Speaking to newspaper 20 Minuten, Rebecca de Silva, spokeswoman for a detention centre in Pöschwies, in the canton of Zurich, said there had already been two attempts to fly drones over the prison.
In both cases the drones were carrying no contraband but they should be “considered as experiments” and taken seriously, she said.
As a consequence, the prison is looking into ways to counter the practice, for example using radar, GPS or monitoring radio waves to detect drones, she said.
A prison in Menzingen, in the canton of Zug, is also looking to install a drone detection system after an unknown person succeeded in using a drone to deliver a mobile phone to an inmate two years ago, reported 20 Minuten.
Since then there have been no further recorded incidents but the prison’s director, Andreas Gigon, told the paper he couldn’t rule out that some may have gone undetected.
Some smaller prisons are considering putting nets over their exercise yards to defend against drones, said the paper, though that option is criticized by animal rights groups who fear nets would be harmful to birds.

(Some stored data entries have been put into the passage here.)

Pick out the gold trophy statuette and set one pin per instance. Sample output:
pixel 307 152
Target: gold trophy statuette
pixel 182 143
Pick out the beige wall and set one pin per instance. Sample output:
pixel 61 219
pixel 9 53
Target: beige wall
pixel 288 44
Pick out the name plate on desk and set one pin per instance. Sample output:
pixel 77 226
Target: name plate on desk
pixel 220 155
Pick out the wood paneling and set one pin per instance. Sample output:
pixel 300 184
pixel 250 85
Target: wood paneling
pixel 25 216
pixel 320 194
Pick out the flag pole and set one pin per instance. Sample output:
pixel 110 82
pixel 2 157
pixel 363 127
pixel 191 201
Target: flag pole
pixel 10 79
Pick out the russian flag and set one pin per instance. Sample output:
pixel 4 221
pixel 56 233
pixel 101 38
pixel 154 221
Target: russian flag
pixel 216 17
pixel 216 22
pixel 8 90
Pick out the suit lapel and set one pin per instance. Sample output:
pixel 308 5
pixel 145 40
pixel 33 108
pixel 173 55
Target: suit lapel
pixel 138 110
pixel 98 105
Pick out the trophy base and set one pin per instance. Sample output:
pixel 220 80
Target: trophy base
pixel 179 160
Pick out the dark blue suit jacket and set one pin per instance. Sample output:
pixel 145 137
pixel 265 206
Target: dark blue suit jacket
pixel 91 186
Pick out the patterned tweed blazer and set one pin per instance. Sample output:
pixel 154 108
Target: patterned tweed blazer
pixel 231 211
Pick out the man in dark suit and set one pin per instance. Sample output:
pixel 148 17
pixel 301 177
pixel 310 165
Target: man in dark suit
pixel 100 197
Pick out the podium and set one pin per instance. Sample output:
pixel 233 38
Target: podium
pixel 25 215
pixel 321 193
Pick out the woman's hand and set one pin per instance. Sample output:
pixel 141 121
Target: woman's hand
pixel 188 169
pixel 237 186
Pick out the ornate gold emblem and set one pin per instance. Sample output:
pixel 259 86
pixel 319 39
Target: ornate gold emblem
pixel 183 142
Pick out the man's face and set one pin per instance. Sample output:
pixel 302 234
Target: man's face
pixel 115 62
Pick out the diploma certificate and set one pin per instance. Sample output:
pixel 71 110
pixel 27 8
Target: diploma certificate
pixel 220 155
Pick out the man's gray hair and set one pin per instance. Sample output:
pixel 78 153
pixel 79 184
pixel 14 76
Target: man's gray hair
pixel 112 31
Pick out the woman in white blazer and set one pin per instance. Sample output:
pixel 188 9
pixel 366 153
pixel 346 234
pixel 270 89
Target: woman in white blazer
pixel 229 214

The use of delivery drones for legitimate purposes hit the headlines in Switzerland last year when Swiss Post, the country’s national postal service, began trialling parcel delivery by drone.
Earlier this month a company in the canton of Valais opened the country’s first ever ‘drone pilot school’ to train people how to operate the unmanned aircraft safely and within the rules.
While no authorization is required to fly drones of up to 30kg in Switzerland, certain rules and restrictions apply as to where and how they may be flown.